More artificial Finnish
Vowel harmony is an interesting feature of some languages, such as Finnish and Turkish: some vowels are said to harmonize with each other, so vowels from incompatible vowel groups can’t be in the same word. In Finnish, which has a bunch of suffixes, the vowel of a suffix depends on what vowel group the word it attaches to has. (More on vowel harmony, exemplified by Turkish, here.)
Mark Dominus ran into this when trying to generate plausible-sounding Finnish with Markov chains:
M. Vacklin pointed out that a number of words in my sample output violated the Finnish rules of vowel harmony… Vowel harmony is a phenomenon found in certain languages, including Finnish.

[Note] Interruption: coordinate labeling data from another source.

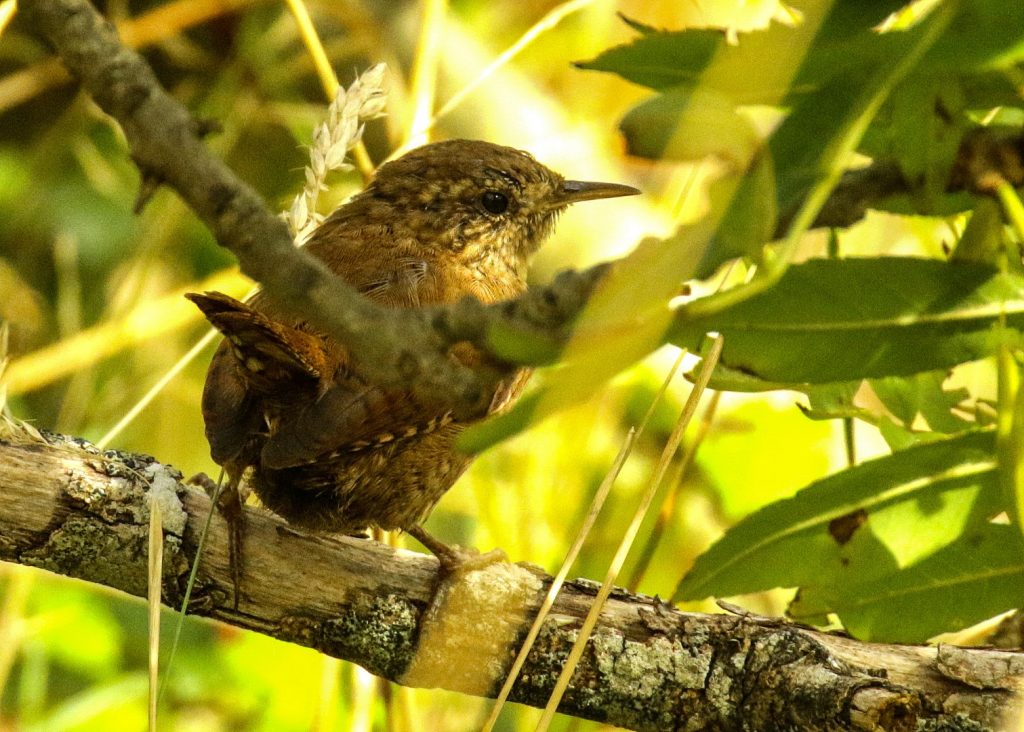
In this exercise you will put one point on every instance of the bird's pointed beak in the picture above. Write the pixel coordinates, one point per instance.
(576, 190)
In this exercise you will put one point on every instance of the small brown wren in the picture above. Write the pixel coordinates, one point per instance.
(287, 417)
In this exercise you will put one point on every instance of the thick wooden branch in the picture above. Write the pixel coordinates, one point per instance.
(70, 509)
(390, 347)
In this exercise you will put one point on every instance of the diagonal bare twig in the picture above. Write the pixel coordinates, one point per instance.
(390, 347)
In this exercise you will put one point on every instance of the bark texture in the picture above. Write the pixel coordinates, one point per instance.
(73, 510)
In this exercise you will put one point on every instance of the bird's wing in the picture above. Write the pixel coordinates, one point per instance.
(282, 390)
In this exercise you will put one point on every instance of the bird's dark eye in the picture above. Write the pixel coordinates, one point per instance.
(495, 202)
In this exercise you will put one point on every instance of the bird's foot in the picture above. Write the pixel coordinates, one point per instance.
(455, 559)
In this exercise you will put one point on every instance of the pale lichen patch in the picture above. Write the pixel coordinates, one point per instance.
(468, 643)
(164, 489)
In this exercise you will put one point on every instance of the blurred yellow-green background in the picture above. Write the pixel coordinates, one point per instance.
(92, 295)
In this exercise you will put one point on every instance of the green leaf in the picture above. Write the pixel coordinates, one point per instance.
(841, 319)
(985, 34)
(689, 123)
(749, 219)
(906, 397)
(760, 70)
(977, 576)
(911, 503)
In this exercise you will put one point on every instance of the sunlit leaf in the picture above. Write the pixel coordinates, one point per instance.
(689, 123)
(903, 507)
(828, 320)
(977, 576)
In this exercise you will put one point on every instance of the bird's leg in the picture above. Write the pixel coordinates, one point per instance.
(228, 501)
(230, 506)
(453, 558)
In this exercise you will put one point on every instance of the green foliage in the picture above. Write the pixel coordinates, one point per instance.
(886, 315)
(901, 547)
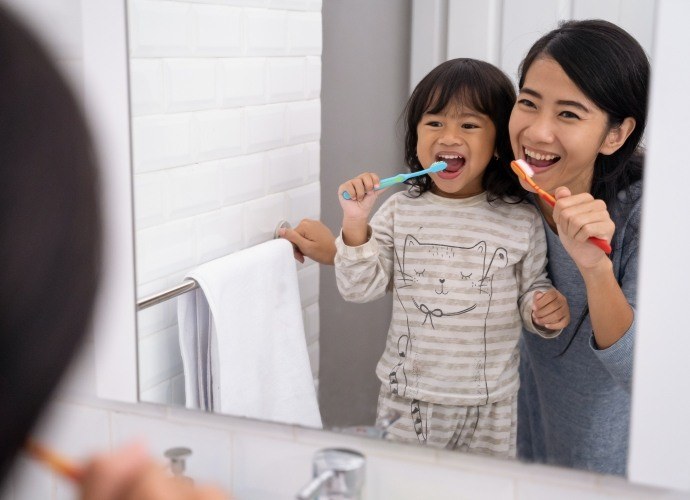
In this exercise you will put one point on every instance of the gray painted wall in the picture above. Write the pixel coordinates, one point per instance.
(365, 86)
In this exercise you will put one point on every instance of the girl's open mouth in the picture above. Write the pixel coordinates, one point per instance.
(454, 164)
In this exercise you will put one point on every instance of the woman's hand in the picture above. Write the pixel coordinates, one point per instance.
(550, 310)
(311, 238)
(131, 474)
(579, 217)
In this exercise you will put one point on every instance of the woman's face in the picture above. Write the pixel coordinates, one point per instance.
(557, 129)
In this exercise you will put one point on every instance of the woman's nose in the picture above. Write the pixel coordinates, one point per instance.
(540, 130)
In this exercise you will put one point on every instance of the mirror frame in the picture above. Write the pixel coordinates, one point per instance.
(653, 461)
(106, 97)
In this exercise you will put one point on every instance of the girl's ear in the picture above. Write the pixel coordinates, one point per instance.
(617, 136)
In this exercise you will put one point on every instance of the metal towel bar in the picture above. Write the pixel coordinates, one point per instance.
(187, 285)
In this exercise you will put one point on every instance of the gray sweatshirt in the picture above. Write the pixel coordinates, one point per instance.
(574, 400)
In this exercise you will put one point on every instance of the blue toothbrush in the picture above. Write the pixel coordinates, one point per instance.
(389, 181)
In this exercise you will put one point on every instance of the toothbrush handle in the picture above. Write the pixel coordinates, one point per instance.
(383, 184)
(390, 181)
(603, 244)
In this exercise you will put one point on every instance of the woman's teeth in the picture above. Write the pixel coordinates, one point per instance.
(539, 156)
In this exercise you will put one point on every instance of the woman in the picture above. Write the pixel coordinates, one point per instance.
(578, 120)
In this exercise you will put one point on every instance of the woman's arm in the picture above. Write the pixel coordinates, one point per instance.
(578, 217)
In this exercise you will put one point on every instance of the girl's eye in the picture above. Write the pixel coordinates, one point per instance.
(527, 103)
(569, 114)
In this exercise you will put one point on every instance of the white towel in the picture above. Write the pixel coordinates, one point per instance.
(242, 338)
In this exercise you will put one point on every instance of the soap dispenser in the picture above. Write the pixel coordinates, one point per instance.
(178, 457)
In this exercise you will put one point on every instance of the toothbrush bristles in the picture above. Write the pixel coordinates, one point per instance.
(525, 167)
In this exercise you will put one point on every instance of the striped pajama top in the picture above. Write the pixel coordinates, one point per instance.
(463, 273)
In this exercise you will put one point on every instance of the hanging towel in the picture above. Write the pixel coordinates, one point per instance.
(242, 338)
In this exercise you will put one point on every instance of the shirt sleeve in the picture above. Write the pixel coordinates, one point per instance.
(363, 273)
(531, 277)
(618, 358)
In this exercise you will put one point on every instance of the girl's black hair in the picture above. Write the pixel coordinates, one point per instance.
(49, 232)
(610, 68)
(487, 90)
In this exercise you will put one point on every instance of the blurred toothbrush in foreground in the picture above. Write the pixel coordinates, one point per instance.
(397, 179)
(525, 172)
(55, 461)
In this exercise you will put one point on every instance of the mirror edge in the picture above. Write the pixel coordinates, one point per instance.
(107, 105)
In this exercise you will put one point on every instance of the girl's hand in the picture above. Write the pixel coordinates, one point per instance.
(313, 239)
(362, 196)
(550, 310)
(578, 217)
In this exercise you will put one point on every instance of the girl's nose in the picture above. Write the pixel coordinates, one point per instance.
(450, 137)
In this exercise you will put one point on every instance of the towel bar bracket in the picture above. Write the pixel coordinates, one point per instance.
(189, 284)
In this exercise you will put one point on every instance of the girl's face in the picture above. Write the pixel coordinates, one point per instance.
(557, 129)
(464, 139)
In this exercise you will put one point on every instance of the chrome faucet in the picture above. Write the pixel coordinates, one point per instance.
(338, 474)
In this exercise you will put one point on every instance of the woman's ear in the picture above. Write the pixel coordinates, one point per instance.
(617, 136)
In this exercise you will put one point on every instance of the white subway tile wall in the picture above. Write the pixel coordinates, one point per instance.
(226, 127)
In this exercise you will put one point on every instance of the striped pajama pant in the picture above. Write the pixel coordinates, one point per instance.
(485, 430)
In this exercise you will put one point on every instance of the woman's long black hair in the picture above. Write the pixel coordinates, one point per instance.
(611, 69)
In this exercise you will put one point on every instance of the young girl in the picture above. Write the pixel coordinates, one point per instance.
(466, 263)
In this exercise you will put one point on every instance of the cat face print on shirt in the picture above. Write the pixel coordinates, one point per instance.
(442, 281)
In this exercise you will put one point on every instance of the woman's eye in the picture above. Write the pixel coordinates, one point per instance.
(569, 114)
(526, 102)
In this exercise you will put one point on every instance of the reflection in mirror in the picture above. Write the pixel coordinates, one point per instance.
(242, 117)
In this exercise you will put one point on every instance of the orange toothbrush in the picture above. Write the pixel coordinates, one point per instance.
(525, 172)
(58, 463)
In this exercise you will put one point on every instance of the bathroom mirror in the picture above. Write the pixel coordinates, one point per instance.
(242, 116)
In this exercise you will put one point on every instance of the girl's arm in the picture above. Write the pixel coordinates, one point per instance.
(363, 273)
(311, 238)
(577, 218)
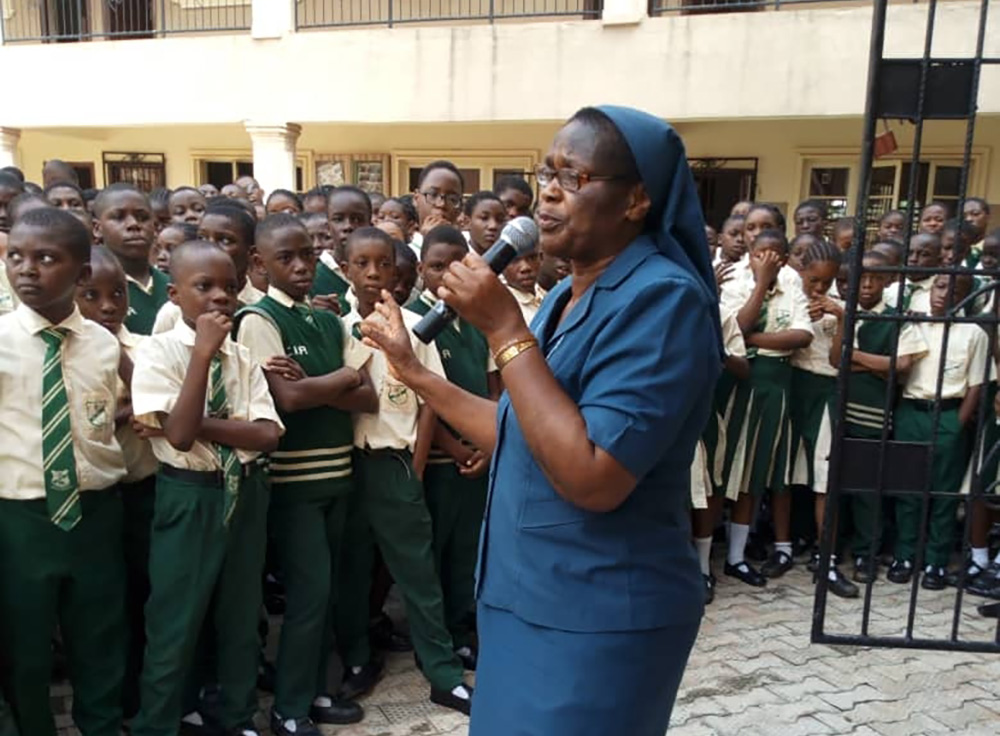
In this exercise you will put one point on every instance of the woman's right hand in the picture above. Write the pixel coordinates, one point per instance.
(388, 334)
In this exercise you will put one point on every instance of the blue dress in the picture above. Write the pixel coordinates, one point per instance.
(586, 619)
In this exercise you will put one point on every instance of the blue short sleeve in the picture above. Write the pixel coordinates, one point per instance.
(648, 378)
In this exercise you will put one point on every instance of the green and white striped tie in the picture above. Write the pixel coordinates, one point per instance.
(232, 471)
(62, 491)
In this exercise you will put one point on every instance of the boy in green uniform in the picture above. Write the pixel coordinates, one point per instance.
(866, 393)
(103, 298)
(61, 558)
(965, 365)
(455, 479)
(349, 209)
(210, 416)
(391, 452)
(311, 470)
(124, 223)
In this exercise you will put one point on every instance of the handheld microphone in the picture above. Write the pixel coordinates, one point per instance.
(518, 238)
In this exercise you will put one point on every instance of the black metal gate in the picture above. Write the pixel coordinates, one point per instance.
(896, 473)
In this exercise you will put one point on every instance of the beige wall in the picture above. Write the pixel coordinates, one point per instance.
(808, 62)
(782, 146)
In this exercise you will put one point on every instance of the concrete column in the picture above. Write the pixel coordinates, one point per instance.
(8, 146)
(274, 154)
(272, 18)
(624, 12)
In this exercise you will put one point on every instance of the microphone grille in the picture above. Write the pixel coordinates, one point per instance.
(522, 233)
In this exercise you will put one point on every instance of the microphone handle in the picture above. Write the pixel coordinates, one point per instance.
(441, 315)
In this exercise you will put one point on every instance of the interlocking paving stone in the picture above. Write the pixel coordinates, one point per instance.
(754, 670)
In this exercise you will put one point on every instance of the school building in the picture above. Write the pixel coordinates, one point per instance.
(769, 96)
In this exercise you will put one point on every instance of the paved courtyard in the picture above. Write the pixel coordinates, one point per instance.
(754, 671)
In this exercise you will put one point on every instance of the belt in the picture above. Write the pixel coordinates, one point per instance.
(928, 405)
(204, 477)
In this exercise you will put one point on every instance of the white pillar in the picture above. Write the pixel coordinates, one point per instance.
(272, 18)
(8, 146)
(624, 12)
(274, 154)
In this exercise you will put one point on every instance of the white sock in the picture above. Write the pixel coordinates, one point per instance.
(704, 547)
(738, 534)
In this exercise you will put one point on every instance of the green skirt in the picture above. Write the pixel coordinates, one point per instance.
(768, 430)
(811, 400)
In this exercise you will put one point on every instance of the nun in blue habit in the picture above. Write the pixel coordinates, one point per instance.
(589, 591)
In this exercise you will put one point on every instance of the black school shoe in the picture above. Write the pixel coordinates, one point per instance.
(362, 682)
(777, 565)
(746, 573)
(298, 727)
(446, 699)
(900, 572)
(340, 712)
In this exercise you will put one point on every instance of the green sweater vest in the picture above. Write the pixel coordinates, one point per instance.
(313, 459)
(142, 307)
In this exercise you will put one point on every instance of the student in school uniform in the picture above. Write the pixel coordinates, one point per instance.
(965, 359)
(311, 472)
(390, 457)
(349, 209)
(103, 299)
(773, 314)
(925, 252)
(124, 222)
(813, 388)
(874, 343)
(61, 559)
(455, 481)
(210, 418)
(232, 229)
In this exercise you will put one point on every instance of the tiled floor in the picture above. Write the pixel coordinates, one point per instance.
(754, 671)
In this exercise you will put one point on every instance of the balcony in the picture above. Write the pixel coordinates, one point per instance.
(57, 21)
(345, 13)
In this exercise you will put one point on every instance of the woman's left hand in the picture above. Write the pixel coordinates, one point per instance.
(472, 289)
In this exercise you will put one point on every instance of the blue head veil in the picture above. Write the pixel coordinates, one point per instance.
(675, 220)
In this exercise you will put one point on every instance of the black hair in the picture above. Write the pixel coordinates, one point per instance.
(11, 182)
(101, 201)
(980, 201)
(284, 193)
(505, 183)
(813, 204)
(159, 197)
(238, 216)
(485, 196)
(369, 233)
(63, 185)
(320, 191)
(821, 251)
(447, 234)
(779, 219)
(13, 171)
(434, 166)
(190, 248)
(406, 202)
(189, 229)
(14, 208)
(842, 224)
(612, 154)
(61, 227)
(404, 252)
(348, 189)
(770, 234)
(275, 222)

These languages class vowels into two antithetical groups. Vowels from one group never appear in the same word as vowels from the other group. When one has a prefix or a suffix that normally has a group A vowel, and one wants to join it to a word with group B vowels, the vowel in the suffix changes to match. This happens a lot in Finnish, which has a zillion suffixes. In many languages, including Finnish, there is also a third group of vowels which are “neutral” and can be mixed with either group A or with group B.
The vowel harmony thing is interesting in this context for the following reason. My pseudo-Finnish was generated by a Markov process: each letter was selected at random so as to make the overall frequency of the output match that of real Finnish. Similarly, the overall frequency of two- and three-letter sequences in pseudo-Finnish should match that in real Finnish. Is this enough to generate plausible (although nonsensical) Finnish text? For English, we might say maybe. But for Finnish the answer is no, because this process does not respect the vowel harmony rules. The Markov process doesn’t remember, by the time it gets to the end of a long word, whether it is generating a word in vowel category A or B, and so it doesn’t know which vowels it whould be generating.